Hi,
Can anyone help me understand why apache seems to take seconds for just handing
a request over to mod_jk?
Some (Web-Service) Requests (1-2% overall) take between 2 and 45 (!) seconds
according to apache request-log. Developers (it's a small WebService written in
Java Running on an JBoss-Instance) told me that they can't find any request
that takes longer than 0.5 seconds (based on application-side logging) - so I
updated apache log-configuration to:
LogFormat "%h %l %u %t %{JK_WORKER_NAME}n \"%r\" %>s %b
[%D/jk:%{JK_REQUEST_DURATION}n] %{remote}p %X" common_timed_port
and they seem to be right:
e.g. (request.log):
10.1.1.1 - - [26/Mar/2013:08:18:26 +0100] jboss1 "POST /SomeServiceSOAP
HTTP/1.1" 200 516 [13299477/jk:0.046063] 55005 -
%D .. The time taken to serve the request, in microseconds.
%{JK_REQUEST_DURATION} .. Request duration in seconds and microseconds.
-> so the request takes 13.2 seconds to finish, but only 0.04 are spent in the
mod_jk module.
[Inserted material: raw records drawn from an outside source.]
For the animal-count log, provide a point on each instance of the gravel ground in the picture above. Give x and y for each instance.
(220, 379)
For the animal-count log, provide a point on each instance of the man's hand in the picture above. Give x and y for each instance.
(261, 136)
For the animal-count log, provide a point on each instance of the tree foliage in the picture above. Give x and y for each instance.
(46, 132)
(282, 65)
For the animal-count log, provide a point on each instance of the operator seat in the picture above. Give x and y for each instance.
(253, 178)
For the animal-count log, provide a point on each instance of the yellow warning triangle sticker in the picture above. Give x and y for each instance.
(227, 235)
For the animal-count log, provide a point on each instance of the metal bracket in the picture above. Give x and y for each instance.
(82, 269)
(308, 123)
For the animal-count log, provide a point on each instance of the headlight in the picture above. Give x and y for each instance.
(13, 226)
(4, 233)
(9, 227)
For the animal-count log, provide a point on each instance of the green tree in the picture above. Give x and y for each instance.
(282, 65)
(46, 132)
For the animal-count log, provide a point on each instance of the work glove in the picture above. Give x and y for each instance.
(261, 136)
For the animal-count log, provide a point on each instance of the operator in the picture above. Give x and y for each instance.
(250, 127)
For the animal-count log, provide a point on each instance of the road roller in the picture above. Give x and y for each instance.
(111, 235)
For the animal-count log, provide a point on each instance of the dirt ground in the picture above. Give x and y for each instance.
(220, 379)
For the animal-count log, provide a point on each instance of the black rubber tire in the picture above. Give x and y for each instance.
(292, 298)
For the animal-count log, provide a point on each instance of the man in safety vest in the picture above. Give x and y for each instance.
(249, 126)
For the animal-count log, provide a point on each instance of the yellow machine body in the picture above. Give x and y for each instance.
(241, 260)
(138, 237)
What is apache doing the other time?
First I thought clients are very slow (network-wise) but tcp-ip tracing between
client and webserver shows that clients do send the whole request within
microseconds and then the webserver acks these packages and then "sleeps" for a
couple of seconds before handing over the request to mod_jk where it is handled
rather fast according to the logs.
Second idea was that the httpd as a whole is under stress, but according to our
monitoring (and looking on the server-status page) there are always enough free
slots and enough idle workers to serve any incoming requests (and there are no
"apache might run slow on free workers" warnings in the apache log which I have
seen on other occasions (the actual text of the message might be slightly
different)).
The machine running the webserver is not CPU-bound and other vhosts on the same
apache instance seem to work fine and do not have these strange "long running
requests".
We are using mpm_prefork_module and mod_jk serving these requests with a single
worker and the timeouts between the JBoss-AJP connector and the (mod_jk) worker
on apache side are matching.
Any hints (besides - Apache and mod_jk version are not on the latest level .. I
know ):
Httpd: 2.2.21
Mod_jk: 1.2.32
Worker.conf:
# Template with reasonable settings
worker.template.type=ajp13
worker.template.reply_timeout=60000
worker.template.prepost_timeout=10000
worker.template.connection_pool_timeout=60
worker.template.connect_timeout=10000
worker.template.socket_connect_timeout=10000
worker.template.socket_timeout=10
# jboss ports-01 auf jboss-25
worker.jboss1.reference=worker.template
worker.jboss1.host=jboss-35.mydomain.at
worker.jboss1.port=8109
And AJP-Conf on JBoss:
<Connector port="8009"
address="${jboss.bind.address}"
protocol="AJP/1.3"
emptySessionPath="true"
enableLookups="false"
redirectPort="8443"
maxThreads="800"
connectionTimeout="60000" />
The customer that complained about long response times has an
(application-side) timeout of 2 Seconds defined, which means after 2 seconds
the client doesn't care about the current request any more and sends a FIN/ACK
package to close the connection - which is answered immediately by a "ACK" from
apache - so tcp-connection stays "simplex open" only. In some cases apache yet
has not even handed the connection over to mod_jk. If it does so (another
couple of seconds later) the JBoss application server responds quickly and
apache tries to send the response back to the client but only gets an "RESET"
from the client who wanted to close the connection long ago ..
Anyway: Normally we shouldn't even come close to the 2 Second timeout
considering that network is very fast and application itself only needs 0.2
seconds on average and no longer than 0.5 max ..).